Senator Bernie Sanders has suspended his presidential campaign. He announced this decision on a Wednesday morning conference call with his staff. Sanders addressed supporters this morning at 11:45 am via a livestream.
Of the progressive ideas that he touted on the campaign trail he said "Today they are mainstream ideas and many of them are already being implemented in cities and states across the country. This is what we've accomplished together."
"I want to express to each of you my deep gratitude for helping create a... campaign that has made a profound impact," he said. He thanked volunteers across the country, and the "2 million Americans who have contributed financially" for showing that a corrupt campaign finance system can be fought.
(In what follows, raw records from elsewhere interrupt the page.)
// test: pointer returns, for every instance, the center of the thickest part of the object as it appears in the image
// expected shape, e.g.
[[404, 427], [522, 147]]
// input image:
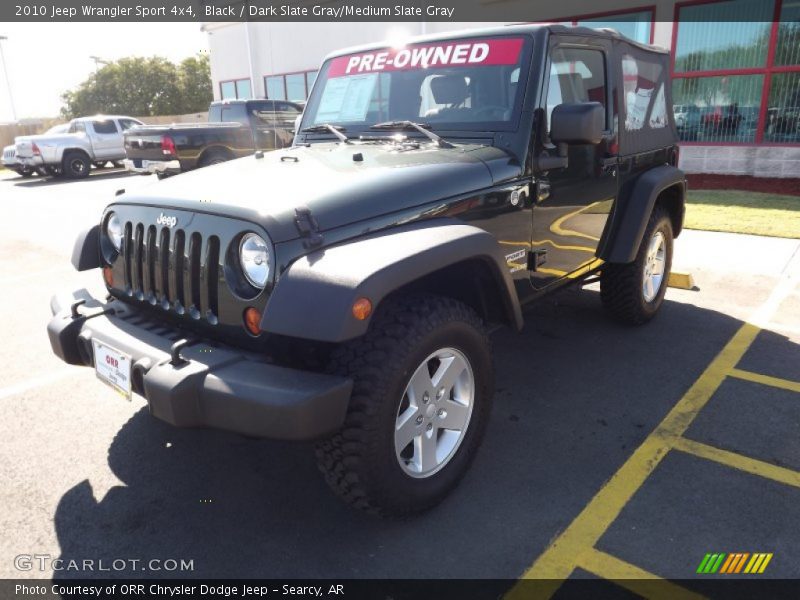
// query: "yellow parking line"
[[558, 561], [784, 384], [739, 461], [631, 577]]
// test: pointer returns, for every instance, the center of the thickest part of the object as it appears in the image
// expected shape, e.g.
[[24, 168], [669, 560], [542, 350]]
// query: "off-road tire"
[[76, 165], [359, 462], [621, 284]]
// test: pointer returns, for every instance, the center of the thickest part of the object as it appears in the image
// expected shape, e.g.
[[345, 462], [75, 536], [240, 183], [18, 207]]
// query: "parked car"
[[235, 128], [10, 154], [343, 290], [687, 121], [88, 140]]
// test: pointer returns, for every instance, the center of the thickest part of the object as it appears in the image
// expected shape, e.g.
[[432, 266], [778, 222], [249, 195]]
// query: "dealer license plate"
[[113, 367]]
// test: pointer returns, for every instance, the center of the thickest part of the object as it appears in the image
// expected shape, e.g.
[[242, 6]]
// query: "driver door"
[[569, 222]]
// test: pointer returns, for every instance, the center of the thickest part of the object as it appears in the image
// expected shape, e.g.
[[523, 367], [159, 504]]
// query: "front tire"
[[76, 165], [632, 293], [421, 400]]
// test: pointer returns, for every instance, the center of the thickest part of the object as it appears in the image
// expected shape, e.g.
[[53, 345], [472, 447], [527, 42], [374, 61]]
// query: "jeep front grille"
[[174, 269]]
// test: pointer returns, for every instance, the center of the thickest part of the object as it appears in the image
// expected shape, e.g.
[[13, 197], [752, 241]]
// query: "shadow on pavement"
[[576, 394], [95, 175]]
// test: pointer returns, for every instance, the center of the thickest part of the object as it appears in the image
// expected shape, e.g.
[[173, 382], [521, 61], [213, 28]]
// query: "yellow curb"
[[683, 281]]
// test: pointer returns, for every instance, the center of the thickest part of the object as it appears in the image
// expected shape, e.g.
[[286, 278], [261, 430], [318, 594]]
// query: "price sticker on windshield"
[[457, 53]]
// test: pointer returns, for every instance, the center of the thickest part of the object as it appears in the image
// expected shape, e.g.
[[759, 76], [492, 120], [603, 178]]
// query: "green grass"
[[743, 212]]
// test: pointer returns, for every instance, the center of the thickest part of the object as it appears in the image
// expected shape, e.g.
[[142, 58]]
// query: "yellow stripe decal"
[[764, 564]]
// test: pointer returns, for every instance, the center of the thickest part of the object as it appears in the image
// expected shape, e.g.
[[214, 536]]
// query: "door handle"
[[610, 161], [608, 165]]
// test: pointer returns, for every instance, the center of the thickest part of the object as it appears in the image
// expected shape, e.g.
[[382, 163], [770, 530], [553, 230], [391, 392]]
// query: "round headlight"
[[254, 258], [114, 230]]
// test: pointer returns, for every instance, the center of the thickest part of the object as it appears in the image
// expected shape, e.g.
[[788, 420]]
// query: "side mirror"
[[577, 123], [572, 123]]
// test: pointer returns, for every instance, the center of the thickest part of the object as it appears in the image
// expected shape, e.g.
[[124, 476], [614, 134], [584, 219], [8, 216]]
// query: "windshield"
[[470, 84]]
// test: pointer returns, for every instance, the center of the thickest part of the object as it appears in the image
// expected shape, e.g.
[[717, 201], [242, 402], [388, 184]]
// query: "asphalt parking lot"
[[612, 452]]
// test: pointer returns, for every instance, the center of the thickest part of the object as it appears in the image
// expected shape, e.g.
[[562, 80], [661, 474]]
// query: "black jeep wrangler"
[[342, 289]]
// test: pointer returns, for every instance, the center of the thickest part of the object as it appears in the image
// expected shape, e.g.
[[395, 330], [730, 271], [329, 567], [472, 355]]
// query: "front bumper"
[[30, 162], [148, 167], [202, 385]]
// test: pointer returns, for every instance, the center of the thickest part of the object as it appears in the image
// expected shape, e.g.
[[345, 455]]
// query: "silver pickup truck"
[[88, 140]]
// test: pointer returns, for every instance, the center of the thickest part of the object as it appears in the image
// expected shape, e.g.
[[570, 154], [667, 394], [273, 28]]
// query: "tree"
[[195, 84], [142, 87]]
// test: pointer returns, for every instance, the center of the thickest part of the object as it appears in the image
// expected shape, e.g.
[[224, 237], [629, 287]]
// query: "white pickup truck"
[[88, 140]]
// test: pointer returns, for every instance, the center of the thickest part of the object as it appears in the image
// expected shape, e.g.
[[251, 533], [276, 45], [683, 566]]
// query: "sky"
[[46, 59]]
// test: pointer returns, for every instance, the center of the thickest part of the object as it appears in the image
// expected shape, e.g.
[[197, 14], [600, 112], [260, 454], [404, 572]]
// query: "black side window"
[[286, 107], [234, 112], [104, 126], [126, 124], [576, 75]]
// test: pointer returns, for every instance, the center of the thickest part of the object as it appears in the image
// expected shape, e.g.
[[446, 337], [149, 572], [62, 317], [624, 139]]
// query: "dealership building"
[[735, 68]]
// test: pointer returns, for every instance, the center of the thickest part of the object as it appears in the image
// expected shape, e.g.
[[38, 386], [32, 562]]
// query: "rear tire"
[[76, 165], [402, 450], [632, 293]]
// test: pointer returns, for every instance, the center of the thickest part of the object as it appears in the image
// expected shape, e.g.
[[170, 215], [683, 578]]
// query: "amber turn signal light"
[[108, 276], [252, 320], [362, 309]]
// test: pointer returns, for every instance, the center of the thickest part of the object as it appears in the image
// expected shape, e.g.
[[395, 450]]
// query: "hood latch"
[[307, 226]]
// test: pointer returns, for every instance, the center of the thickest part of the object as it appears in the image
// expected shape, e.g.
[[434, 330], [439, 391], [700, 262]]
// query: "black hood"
[[329, 179]]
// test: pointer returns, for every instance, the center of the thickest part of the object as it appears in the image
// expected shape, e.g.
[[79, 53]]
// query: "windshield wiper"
[[335, 130], [421, 127]]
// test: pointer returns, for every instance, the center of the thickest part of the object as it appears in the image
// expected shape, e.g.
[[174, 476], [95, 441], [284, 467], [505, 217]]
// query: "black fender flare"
[[636, 210], [313, 298], [86, 250]]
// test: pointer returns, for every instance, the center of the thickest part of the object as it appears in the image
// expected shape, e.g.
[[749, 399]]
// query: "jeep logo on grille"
[[165, 220]]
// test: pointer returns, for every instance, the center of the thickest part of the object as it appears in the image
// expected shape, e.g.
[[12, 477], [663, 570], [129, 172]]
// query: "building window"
[[239, 88], [736, 75], [296, 87], [293, 87], [276, 90]]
He thanked all those who had participated in campaign events, noting that together they "have taken this country forward" in the quest for justice.
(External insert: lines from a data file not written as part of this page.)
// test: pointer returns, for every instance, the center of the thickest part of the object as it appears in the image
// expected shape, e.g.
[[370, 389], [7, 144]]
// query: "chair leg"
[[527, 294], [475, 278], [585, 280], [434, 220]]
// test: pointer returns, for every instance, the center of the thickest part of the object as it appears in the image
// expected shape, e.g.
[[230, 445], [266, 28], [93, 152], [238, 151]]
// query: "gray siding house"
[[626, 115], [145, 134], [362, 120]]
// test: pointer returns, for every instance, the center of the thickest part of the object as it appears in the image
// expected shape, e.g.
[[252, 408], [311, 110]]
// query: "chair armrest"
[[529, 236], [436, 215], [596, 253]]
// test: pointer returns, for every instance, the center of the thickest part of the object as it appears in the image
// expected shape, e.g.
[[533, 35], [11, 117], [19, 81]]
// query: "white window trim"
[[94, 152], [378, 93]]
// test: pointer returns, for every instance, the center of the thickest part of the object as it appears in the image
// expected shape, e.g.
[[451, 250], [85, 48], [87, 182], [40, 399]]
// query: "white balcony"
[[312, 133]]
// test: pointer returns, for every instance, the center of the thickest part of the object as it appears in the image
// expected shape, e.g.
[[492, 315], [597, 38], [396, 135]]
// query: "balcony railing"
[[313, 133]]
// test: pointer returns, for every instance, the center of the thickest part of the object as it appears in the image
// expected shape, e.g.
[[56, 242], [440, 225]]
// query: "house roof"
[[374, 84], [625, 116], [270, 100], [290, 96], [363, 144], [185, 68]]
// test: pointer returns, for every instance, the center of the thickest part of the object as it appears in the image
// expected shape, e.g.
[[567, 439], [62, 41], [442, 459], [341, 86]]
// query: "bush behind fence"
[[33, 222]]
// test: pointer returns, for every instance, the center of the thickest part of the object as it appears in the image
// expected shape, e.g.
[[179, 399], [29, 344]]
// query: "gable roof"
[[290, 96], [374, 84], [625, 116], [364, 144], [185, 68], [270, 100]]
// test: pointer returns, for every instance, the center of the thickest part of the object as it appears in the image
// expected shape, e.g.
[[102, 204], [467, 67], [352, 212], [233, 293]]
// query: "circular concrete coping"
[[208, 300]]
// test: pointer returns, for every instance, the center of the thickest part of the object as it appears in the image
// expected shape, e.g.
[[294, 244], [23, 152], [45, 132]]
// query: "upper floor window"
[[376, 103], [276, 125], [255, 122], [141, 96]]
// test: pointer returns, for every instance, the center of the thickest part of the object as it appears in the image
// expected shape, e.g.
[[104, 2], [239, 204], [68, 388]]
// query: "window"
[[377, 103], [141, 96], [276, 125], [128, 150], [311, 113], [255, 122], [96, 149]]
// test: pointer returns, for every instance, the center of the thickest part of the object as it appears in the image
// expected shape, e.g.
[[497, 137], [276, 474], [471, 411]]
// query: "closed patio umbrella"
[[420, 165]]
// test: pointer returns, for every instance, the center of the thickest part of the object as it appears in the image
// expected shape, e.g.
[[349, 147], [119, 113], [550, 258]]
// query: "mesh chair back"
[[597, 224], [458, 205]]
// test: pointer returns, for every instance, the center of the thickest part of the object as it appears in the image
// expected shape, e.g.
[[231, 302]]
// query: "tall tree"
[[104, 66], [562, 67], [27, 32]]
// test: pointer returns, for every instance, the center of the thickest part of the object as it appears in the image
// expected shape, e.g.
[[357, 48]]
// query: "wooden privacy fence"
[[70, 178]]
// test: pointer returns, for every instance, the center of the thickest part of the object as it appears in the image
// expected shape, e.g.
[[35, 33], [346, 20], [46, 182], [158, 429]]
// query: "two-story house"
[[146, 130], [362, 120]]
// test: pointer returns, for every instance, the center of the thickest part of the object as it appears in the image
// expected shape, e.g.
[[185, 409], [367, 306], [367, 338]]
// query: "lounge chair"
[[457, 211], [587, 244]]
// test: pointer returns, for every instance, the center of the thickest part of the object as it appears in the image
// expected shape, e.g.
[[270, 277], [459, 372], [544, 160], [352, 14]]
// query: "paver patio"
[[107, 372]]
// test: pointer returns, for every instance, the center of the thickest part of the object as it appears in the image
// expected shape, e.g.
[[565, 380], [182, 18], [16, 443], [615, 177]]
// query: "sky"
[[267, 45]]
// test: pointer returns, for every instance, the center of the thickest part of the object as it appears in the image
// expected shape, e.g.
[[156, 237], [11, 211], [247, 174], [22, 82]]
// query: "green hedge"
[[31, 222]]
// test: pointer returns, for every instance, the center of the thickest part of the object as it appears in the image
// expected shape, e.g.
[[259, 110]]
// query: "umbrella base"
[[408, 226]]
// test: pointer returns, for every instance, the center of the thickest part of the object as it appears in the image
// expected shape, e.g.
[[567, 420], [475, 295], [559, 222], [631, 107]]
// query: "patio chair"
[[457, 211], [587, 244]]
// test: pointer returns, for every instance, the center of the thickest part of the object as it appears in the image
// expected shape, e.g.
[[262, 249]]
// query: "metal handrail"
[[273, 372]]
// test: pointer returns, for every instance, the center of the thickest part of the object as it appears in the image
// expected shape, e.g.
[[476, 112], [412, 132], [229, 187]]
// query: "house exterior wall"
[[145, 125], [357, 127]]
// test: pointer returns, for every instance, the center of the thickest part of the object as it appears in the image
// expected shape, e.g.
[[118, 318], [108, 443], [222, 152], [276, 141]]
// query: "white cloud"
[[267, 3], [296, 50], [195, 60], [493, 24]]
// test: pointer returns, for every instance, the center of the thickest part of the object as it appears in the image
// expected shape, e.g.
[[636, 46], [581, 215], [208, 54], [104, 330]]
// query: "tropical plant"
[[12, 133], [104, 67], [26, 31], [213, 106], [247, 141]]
Sanders reiterated the messages of his campaign, "If we don't believe that we are entitled to health care as a human right we will never achieve it." He called for "decent wages and working conditions or millions of us will continue to live in poverty."
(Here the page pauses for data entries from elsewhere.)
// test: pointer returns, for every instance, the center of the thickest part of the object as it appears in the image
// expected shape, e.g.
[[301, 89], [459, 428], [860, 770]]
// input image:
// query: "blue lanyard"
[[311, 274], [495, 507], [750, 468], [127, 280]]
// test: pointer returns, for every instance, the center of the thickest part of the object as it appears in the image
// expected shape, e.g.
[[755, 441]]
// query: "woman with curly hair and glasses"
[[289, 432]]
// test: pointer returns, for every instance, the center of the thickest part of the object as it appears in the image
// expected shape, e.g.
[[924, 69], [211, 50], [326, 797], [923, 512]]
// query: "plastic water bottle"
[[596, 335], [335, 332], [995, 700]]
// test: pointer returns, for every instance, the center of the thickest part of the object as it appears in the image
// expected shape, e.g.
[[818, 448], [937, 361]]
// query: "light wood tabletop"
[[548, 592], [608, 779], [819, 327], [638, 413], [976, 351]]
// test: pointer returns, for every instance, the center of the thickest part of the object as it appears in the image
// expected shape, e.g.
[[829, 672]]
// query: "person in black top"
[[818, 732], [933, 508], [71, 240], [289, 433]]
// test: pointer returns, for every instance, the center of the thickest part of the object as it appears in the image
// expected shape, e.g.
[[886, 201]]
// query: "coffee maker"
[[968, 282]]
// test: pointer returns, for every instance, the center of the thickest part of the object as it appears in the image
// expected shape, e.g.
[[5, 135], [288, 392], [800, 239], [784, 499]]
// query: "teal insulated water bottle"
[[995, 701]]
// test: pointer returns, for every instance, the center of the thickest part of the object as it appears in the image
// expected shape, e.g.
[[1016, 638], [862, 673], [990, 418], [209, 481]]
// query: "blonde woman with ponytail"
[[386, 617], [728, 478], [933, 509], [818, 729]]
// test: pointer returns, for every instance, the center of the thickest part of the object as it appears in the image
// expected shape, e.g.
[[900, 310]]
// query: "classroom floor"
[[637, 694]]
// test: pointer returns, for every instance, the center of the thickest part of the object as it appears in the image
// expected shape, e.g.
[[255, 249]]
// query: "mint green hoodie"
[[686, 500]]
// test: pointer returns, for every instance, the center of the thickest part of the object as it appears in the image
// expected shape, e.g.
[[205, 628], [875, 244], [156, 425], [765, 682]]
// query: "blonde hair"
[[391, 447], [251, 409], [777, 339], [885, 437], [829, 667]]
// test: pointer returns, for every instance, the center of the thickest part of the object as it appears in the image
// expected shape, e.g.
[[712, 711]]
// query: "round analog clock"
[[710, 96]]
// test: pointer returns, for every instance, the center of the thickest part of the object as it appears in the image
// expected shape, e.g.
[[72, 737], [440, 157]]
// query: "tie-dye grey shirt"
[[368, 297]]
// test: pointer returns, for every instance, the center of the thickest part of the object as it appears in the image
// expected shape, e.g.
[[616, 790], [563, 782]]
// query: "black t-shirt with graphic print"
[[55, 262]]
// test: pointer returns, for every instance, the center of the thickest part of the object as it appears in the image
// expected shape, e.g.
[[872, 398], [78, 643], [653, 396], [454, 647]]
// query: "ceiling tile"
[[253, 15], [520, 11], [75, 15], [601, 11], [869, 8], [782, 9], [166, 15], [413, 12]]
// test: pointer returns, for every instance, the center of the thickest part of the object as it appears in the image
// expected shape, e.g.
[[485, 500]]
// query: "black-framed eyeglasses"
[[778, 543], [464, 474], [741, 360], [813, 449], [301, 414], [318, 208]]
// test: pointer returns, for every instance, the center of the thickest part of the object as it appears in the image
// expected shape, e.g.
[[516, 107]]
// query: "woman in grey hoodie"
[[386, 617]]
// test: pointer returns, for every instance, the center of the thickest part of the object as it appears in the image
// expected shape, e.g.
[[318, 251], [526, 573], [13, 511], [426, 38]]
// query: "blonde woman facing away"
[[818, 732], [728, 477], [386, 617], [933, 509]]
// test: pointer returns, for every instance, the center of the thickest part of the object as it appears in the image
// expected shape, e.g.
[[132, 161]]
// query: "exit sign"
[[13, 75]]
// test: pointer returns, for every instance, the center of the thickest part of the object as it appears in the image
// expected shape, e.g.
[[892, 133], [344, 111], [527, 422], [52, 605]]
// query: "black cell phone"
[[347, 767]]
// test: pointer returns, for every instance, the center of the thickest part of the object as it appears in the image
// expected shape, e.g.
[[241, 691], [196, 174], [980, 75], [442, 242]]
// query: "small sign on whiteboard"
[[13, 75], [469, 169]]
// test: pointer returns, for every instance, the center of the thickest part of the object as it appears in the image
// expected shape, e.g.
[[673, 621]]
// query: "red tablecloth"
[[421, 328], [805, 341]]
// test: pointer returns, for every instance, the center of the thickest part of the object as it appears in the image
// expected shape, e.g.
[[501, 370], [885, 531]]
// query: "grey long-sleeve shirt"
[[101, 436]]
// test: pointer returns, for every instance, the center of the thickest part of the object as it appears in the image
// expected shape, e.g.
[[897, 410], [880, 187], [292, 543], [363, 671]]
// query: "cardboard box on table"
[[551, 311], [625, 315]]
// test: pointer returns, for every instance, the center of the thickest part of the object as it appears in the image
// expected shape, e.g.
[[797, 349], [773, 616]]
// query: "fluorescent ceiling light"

"We are a grassroots, multiracial, multigenerational movement that believes change comes not from the top down but from the bottom up," he said, noting that it is not over.
He promised to work with Joe Biden, and would stay on the ballot in all remaining states, and would continue to gather delegates. More delegates at the convention will give Sanders more control over the conversation at that gathering. However, he stated that Biden would be the nominee, squelching rumours that he would aim to have a contested convention.
Sanders had been doing well, and came out of February's early primaries strong. It was Joe Biden's stunning victory in South Carolina that made Biden's chances at snagging the nomination look that much more solid. While the primary this week in Wisconsin was not postponed in light of the coronavirus pandemic, it is possible that further primaries will be delayed.
Sanders was the last far left progressive in the race, and it was his influence in 2016 that pushed the Democratic campaigns further to the left. Sanders was over 300 delegates behind Joe Biden in the contest. With Sanders out of the race, Joe Biden is now the most likely Democratic contender to the presidency.
The Democratic National Convention where a candidate is officially nominated was slated for July in Milwaukee, but has been pushed back to mid-August.